Death, hope and sex revisited : an evaluation of psychosocial acceleration theory

Copping, Lee Thomas January 2014 (has links)
Psychosocial Acceleration Theory (Belsky, Steinberg & Draper, 1991; Chisholm, 1993; 1999a) is an explanatory framework that recasts behaviours viewed as deviant or pathological (such as aggression and early reproductive behaviour) as adaptive strategies for individuals developing in high stress environments. Chisholm and later theorists linked disrupted attachment process during early childhood to perceptions of an uncertain future and local mortality rates. Uncertain futures cause individuals to focus on present consumption (shortening “time preference”) to avoid lineage extinction through accelerated reproductive function and competitive behaviours.
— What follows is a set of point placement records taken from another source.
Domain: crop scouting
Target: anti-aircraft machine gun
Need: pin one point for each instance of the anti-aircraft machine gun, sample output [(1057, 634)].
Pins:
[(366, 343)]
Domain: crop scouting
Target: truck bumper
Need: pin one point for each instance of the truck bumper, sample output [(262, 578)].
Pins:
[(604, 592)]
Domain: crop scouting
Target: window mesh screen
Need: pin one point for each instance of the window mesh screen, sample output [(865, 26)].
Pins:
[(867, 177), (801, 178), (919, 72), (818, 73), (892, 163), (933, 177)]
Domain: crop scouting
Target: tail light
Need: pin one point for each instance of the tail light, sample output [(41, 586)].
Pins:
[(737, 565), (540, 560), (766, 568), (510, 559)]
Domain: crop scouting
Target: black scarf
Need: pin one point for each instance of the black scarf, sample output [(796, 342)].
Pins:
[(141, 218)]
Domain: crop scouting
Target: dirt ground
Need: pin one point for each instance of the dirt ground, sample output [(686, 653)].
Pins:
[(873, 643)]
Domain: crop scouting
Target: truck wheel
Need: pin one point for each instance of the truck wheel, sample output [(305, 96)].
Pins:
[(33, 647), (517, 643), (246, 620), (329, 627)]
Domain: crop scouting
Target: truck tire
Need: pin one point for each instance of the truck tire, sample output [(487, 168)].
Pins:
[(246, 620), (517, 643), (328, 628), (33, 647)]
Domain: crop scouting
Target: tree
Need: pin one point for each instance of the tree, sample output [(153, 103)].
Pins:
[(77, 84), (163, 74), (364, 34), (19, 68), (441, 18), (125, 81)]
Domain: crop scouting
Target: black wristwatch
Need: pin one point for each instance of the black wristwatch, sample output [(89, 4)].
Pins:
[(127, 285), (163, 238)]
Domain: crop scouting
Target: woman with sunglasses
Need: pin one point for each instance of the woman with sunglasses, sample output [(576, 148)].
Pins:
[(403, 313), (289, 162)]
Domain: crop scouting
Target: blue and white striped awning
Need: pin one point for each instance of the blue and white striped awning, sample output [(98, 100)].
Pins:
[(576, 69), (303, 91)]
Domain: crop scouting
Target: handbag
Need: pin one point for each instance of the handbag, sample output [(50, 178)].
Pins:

Questions remain as to the details of how this process operates; specifically, the identification of environmental stressors, the specification of Chisholm’s “time preference” mechanism and the role of biological sex. This thesis evaluated psychosocial acceleration theory by exploring these questions. The combined empirical evidence from seven studies (using primary and secondary data) generally supports and extends psychosocial acceleration theory as a framework for explaining how and why various behaviours cluster together in predictable ways and how these life history trajectories represent alternative, conditional strategies shaped by environmental experiences. Evidence suggests that sex-ratio, population density, socioeconomic stress, low education and shorter life expectancies represent distinct sources of stress that promote greater family instability, which in turn, increases aggression, crime, teenage pregnancies and reproductive development. However data also suggest (somewhat contrary to Chisholm) that these same environmental factors can act independently of family instability. Psychological traits (particularly sensation seeking and impulsivity) that meet key predictions derived from Chisholm’s work are discussed as mediating mechanisms representative of “time preference” linking perception of ecological stress with behaviour. The role of biological sex, whilst in line with many evolutionary derived predictions, demonstrates distinct pathways for males and females. Future work and limitations are discussed in commentaries throughout in relation to pertinent evolutionary literature.